Entry 5: From real to digital
Your fifth, and final entry is about the move from “real” to digital. Your learning experience is likely to have taken place in a face-to-face environment, but don’t worry if that’s not the case. The key here is to think about those features of the experience that made it meaningful: what were they, and how could you recreate them when designing a technology-enhanced learning experience? This is a very important step in the design process: when designing technology for learning, many of us simply copy what we’re used to. However, much of the technology-enhanced learning that is out there isn’t particularly inspiring, motivating, or well designed. It’s not always clear that the designers have thought long and hard about how to best engage and motivate their learners. So, it’s up to you to break the cycle!
You should approach this question on two levels: 1. How generally could you recreate the features that made your experience meaningful in a technology-enhanced learning environment and 2. with respect to the learning environment prototype that you have developed for the module, have you managed to incorporate some of these features and, if so, how?
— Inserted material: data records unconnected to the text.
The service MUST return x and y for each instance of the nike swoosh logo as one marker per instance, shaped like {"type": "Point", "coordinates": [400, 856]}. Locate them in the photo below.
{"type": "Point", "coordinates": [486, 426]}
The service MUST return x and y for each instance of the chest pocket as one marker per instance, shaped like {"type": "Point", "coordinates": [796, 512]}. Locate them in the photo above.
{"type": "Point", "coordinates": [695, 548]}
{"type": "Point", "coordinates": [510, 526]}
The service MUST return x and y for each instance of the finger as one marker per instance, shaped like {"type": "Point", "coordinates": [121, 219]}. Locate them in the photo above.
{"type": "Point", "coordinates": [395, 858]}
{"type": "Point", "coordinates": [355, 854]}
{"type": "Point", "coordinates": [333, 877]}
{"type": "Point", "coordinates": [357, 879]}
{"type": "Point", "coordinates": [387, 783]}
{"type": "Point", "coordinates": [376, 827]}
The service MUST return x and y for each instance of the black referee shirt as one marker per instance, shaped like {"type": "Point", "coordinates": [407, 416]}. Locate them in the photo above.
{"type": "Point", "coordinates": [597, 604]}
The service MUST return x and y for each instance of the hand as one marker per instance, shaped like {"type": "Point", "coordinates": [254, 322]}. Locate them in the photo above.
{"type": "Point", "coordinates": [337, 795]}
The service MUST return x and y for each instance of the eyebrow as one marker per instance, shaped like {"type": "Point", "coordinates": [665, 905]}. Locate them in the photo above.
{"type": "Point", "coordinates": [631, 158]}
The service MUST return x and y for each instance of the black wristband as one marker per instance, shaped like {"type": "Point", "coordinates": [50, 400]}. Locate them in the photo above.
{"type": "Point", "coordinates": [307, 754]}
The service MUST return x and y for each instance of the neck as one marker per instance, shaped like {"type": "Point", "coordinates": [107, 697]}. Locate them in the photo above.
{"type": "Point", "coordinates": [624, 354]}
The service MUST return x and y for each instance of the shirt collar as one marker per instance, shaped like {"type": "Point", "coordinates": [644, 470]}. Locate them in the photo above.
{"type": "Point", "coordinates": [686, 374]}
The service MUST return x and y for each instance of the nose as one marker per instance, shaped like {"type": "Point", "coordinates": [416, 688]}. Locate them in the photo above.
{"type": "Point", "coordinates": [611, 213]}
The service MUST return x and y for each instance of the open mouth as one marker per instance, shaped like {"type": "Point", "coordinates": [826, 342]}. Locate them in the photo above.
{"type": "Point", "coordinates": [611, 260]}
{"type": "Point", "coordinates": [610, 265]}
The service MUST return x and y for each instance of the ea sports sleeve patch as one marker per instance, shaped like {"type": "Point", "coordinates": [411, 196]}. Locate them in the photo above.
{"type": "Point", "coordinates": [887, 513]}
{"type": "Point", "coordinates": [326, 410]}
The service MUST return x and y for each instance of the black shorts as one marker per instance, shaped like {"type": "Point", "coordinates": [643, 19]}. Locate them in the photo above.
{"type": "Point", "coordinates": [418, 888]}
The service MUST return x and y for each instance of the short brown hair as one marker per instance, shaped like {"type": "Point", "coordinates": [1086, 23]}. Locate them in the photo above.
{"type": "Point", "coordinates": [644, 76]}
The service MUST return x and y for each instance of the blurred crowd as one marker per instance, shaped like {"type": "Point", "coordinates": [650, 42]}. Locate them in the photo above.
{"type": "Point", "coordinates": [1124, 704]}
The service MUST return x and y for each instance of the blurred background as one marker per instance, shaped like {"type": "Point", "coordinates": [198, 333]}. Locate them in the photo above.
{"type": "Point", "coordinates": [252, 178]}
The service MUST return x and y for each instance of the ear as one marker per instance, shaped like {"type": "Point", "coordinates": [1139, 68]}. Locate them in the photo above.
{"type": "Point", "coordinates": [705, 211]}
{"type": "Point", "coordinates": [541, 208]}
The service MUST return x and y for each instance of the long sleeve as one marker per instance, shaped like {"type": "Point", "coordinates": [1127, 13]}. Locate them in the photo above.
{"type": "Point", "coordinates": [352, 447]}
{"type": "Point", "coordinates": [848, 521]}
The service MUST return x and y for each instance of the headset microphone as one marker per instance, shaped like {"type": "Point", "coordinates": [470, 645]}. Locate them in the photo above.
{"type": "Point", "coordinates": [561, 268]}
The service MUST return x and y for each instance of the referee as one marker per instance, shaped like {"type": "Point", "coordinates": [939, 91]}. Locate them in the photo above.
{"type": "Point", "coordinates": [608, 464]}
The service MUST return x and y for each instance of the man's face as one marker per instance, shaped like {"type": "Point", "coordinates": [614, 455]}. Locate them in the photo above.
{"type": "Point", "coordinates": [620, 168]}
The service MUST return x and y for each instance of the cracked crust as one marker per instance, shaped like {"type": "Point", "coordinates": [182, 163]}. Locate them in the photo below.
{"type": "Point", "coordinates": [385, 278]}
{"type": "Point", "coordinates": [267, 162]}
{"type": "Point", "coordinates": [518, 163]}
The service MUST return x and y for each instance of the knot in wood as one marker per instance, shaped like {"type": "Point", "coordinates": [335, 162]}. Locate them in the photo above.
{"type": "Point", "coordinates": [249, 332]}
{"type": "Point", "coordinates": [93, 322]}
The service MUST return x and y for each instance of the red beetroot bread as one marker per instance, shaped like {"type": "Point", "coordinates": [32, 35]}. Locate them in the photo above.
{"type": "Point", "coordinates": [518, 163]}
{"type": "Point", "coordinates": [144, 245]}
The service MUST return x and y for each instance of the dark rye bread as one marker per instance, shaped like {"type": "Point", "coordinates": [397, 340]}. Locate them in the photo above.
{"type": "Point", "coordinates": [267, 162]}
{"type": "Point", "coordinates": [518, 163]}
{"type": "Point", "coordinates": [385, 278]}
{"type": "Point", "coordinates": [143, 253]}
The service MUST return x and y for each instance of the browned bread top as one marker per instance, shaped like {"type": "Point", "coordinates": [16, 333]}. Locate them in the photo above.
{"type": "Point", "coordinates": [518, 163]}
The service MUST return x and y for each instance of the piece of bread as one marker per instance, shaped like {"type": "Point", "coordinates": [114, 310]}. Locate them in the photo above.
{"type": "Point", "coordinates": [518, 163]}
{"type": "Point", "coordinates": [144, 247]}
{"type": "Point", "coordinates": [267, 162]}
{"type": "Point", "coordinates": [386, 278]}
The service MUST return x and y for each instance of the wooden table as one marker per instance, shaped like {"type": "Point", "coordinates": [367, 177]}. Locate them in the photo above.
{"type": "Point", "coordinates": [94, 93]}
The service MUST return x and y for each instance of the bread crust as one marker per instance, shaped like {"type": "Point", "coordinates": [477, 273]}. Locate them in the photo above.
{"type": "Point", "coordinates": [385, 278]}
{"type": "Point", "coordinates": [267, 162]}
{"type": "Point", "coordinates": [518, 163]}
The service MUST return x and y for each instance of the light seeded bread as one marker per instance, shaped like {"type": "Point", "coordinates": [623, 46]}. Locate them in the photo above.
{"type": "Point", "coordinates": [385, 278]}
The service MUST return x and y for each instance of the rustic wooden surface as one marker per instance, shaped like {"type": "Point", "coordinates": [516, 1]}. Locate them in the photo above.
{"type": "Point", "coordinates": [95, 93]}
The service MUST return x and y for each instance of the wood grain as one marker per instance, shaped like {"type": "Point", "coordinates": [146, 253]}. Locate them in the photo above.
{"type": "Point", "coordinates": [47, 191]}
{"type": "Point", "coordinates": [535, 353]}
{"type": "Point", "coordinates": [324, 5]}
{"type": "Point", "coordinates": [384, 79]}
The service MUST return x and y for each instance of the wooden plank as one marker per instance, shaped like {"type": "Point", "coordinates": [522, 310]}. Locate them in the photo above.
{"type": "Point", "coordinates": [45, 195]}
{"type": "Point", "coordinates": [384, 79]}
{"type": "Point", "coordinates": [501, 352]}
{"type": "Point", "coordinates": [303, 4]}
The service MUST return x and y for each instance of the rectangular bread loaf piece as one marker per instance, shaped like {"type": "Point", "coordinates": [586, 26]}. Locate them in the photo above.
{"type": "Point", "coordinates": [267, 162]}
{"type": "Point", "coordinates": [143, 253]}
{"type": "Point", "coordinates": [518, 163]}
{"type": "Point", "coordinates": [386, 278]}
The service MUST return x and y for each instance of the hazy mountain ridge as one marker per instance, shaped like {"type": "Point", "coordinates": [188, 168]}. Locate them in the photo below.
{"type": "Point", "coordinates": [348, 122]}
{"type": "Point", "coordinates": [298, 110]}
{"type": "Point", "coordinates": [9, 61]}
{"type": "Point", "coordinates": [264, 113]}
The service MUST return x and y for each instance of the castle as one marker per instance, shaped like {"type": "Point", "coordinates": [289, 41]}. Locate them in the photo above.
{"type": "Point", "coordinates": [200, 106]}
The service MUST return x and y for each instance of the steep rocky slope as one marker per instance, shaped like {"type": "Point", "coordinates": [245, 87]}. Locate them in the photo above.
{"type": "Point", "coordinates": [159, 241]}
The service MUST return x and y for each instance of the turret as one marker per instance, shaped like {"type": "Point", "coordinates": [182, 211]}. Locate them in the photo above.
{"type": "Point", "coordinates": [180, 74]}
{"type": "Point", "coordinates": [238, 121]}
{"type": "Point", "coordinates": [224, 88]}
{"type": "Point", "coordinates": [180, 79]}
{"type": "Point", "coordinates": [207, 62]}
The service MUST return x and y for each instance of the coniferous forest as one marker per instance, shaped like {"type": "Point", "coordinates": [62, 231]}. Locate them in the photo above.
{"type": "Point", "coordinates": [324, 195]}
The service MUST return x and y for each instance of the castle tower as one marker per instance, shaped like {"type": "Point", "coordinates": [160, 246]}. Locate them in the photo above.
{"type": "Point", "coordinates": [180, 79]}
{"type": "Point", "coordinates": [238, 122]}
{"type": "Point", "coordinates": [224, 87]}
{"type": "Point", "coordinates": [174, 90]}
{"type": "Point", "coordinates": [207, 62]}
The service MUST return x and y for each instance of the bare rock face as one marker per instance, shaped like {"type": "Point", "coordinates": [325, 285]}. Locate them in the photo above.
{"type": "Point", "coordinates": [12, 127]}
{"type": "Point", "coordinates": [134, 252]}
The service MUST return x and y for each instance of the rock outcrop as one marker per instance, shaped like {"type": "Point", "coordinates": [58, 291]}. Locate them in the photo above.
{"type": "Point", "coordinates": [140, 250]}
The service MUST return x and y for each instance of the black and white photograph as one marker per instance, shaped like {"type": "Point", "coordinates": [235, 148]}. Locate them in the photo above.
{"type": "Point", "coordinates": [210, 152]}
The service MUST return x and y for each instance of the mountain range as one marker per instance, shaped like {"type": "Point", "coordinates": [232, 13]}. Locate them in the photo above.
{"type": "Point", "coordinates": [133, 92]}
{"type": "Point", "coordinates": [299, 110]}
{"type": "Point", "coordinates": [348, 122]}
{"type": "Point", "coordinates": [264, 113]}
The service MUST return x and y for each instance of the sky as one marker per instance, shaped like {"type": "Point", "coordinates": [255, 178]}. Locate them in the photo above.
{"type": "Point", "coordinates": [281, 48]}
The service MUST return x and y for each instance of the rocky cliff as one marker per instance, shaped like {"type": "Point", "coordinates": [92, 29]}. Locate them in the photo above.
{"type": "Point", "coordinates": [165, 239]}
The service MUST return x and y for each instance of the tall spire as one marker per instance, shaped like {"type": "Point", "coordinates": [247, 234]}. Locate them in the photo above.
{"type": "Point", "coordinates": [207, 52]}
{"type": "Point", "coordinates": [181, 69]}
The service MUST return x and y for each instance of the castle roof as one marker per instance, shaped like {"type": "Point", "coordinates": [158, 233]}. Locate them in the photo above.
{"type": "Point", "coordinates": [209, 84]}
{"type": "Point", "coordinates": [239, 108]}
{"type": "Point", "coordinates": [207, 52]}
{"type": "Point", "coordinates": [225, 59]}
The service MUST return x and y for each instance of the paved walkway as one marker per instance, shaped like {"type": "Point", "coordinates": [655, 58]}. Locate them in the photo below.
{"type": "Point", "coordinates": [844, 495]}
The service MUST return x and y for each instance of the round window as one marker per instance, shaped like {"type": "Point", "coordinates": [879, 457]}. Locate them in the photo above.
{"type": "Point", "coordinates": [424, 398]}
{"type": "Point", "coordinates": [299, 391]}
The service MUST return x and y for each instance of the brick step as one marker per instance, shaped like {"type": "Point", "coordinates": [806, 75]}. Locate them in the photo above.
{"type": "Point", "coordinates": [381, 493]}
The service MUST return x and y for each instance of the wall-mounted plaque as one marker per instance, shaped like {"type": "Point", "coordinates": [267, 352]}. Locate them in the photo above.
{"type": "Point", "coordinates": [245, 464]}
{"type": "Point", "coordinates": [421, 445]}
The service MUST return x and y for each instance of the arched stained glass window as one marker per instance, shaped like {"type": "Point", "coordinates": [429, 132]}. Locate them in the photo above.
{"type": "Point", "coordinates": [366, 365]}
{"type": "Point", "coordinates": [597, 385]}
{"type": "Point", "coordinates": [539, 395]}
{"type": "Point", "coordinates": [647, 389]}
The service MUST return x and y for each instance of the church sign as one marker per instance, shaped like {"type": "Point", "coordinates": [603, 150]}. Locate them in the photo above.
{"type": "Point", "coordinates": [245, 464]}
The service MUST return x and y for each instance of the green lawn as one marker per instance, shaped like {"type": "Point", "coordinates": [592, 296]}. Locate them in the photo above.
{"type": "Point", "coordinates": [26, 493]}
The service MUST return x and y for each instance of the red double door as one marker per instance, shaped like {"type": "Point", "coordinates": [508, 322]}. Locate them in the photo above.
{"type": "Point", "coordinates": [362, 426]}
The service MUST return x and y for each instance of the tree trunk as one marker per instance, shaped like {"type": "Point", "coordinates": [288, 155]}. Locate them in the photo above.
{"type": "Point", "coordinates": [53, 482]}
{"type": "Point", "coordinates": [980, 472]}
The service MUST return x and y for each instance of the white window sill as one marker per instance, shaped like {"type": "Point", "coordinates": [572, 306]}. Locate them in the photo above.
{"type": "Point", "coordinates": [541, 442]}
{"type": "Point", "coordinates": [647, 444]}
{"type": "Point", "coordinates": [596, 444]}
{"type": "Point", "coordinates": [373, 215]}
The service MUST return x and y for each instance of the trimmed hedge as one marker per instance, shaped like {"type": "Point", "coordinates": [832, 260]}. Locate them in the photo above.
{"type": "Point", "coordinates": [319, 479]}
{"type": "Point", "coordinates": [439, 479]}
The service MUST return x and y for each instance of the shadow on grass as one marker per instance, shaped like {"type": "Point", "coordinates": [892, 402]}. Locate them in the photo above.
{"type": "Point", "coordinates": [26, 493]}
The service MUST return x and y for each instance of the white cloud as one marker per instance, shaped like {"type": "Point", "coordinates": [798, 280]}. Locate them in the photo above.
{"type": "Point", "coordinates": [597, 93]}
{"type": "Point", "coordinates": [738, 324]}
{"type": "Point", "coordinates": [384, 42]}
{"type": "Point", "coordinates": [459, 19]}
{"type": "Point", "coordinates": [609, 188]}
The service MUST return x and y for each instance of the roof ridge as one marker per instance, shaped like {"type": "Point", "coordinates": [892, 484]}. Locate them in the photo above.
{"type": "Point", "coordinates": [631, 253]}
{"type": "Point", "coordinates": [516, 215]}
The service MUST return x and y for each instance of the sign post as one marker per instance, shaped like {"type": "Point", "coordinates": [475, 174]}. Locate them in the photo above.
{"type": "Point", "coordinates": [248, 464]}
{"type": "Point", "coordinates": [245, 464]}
Again, going back to the example presented above, there are two things that you could try and bring to the design of a digital learning experience: motivation (appropriate level of challenge) and authenticity. In the first case, very few digital learning experiences are tailored to the individual, and few systems can recognise when someone is simply coasting along. Artificial intelligence offers one way of looking at how to individualise learning, but it may be that something less complex might be effective: e.g. the method for determining that further challenge was appropriate could be quite crude. On the other hand, designing a system that can effectively evaluate open-ended inputs, such as a lengthy project report, is more challenging. This relates to the second issue, that of authenticity. The task that was given in the example story, could feel very much like what “proper” scientists do: it involved doing research, and synthesising findings, as opposed to simply answering what were, for the most part, multiple choice questions on a test. When designing for learning, it is important to be aware of the distinction between “learning about” vs. “learning to do/learning to be” and try to design in the latter category as much as possible.